I expect when Jr was young playing old-time, before bluegrass came along, he played a good bit of music with Uncle Howard who lived at the other end of Pine Swamp Road. Ed Atwood, clawhammer picker, lived across the Little River Creek from Jr, and was banjo with Howard's band. Jr's older half-brother, Welter Maxwell, was an old-time fiddler. Jr's cousin Richard, son of Howard, played guitar. His cousin Carol, Howard's daughter, played guitar. The whole bunch of the Pine Swamp Joineses were good musicians and good singers. Among the living ones is Dennis Joines, bluegrass singer and guitar picker. Last I heard his band is New River Bluegrass. He also has a responsible job that keeps him on the road between home and Winston-Salem a lot. I always think of Dennis when I think of Pine Swamp musicians. He can sing a bluegrass song. He has a singing voice, like Jeff Michael, that is right for bluegrass and does it right. Jeff would rather be poor and make music, while Dennis would rather have a nice house, good woman, some kids, a home. To afford the home he wants, he needs to make some money. Howard was Dennis's uncle too. Dennis's dad, Walton, also a good singer and musician, was Howard's brother and Jr's mother's brother. 

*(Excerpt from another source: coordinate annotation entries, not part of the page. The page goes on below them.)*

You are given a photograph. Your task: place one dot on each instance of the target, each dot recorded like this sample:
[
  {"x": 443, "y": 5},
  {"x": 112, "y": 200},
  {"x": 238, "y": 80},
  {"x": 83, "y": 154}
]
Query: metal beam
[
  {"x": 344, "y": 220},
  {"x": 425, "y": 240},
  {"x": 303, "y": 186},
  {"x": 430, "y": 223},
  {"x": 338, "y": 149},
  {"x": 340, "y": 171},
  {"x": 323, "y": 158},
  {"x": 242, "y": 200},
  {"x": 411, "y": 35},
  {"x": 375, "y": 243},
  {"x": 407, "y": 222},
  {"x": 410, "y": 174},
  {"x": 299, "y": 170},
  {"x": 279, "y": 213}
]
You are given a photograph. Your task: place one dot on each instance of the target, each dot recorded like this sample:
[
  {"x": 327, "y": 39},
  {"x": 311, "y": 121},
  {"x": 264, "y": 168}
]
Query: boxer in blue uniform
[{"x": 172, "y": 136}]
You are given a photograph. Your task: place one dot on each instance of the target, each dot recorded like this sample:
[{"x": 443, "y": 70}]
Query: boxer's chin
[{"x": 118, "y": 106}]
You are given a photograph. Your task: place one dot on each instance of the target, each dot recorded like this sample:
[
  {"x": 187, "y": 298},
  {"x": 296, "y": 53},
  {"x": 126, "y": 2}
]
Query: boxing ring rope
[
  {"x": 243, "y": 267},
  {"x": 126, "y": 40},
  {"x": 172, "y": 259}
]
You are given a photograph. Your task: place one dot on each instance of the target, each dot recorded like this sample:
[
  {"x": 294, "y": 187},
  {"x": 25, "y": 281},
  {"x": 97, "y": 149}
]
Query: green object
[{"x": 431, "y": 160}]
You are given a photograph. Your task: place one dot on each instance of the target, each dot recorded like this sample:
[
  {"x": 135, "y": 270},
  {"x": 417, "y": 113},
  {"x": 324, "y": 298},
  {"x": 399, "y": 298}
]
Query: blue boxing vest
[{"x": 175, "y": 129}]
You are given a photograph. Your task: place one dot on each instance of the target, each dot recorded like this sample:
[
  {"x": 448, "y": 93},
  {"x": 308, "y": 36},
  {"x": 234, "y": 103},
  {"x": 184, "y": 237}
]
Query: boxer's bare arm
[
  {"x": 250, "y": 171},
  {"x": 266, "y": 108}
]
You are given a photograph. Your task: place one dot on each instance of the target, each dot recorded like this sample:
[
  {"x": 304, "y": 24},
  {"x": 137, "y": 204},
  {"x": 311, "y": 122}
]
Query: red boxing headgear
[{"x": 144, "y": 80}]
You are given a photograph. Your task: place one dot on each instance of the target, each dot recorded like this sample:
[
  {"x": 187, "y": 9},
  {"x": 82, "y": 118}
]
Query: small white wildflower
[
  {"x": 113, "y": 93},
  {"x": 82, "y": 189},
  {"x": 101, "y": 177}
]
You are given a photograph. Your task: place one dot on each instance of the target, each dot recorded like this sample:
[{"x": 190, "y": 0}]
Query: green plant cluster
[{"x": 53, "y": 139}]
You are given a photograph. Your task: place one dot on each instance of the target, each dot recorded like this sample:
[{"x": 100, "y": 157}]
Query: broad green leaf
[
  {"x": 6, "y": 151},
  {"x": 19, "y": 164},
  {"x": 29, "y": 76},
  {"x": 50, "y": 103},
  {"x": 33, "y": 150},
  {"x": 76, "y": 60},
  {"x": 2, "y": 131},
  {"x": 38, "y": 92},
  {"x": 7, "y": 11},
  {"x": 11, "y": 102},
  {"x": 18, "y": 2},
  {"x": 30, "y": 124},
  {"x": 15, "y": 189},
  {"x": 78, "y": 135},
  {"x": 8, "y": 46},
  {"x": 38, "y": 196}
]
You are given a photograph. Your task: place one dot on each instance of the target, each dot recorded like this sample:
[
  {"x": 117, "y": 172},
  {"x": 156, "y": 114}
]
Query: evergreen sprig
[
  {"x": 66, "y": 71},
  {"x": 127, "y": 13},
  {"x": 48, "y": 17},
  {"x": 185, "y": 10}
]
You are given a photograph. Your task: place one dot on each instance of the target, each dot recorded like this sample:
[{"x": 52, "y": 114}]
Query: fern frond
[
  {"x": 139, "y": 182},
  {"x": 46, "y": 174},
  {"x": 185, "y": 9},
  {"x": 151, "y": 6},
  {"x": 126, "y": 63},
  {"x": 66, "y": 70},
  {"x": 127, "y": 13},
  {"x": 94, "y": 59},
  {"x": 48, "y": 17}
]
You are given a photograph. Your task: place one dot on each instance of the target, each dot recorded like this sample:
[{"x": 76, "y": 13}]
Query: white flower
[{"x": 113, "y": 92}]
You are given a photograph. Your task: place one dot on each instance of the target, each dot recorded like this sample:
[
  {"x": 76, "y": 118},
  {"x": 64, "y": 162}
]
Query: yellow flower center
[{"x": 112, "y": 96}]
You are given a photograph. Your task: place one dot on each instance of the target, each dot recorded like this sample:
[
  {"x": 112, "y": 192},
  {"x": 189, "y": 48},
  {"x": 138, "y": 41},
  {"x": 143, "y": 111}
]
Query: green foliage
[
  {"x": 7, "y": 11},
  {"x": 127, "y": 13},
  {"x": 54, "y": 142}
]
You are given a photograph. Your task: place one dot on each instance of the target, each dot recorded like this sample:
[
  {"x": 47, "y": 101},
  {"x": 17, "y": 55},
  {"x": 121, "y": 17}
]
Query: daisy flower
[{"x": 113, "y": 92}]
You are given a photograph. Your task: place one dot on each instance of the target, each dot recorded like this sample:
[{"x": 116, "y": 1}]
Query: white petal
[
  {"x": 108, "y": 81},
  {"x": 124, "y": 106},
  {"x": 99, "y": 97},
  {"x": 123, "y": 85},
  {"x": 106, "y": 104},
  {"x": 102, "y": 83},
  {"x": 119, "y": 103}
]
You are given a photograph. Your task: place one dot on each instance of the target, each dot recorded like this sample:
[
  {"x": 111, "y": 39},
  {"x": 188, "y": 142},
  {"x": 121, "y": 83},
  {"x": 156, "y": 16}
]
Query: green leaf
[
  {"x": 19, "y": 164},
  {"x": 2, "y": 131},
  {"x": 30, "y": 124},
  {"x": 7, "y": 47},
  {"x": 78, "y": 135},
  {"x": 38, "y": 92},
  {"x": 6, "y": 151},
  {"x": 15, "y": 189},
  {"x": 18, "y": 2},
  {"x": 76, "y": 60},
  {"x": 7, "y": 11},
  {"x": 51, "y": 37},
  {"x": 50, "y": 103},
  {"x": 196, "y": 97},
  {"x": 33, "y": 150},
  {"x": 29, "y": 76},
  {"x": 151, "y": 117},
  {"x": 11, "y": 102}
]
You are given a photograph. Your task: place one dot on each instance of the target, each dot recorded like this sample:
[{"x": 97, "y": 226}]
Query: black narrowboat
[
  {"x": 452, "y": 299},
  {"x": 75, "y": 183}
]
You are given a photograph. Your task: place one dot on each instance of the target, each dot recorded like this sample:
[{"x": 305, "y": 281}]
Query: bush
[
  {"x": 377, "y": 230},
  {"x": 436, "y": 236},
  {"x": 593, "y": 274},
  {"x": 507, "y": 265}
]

I scrolled up to look at the picture and immediately saw a Pine Swamp Joines in his face. I saw Walton and Howard's son Richard, Dennis, and Jr's mother from photographs I've seen, the structure of the face. That's what I see when I see somebody is the structure of their face. I see it in the Joineses of Pine Swamp distinctly. Another thing I see that runs through them is they're all good people. They were Regular Baptists and went to New Salem on Pine Swamp Road. Howard is buried there. I remember seeing Walton's name carved on the back of one of the benches in the church. Walton left this world several years ago, and he did that when he was a kid, probably a teenage boy tied up in hormonal knots. Richard and Jr are the ones of these Joineses I've known the best, to sit and talk with awhile. I didn't mean the church reference as a qualification for someone to be "good people." Jr was not a church goer and he did everything "good" people aren't supposed to do. He was among the best when it comes to good people. I suppose by good I mean perhaps the least abrasive, generous, people you like to see again. That's it. People you like to see again.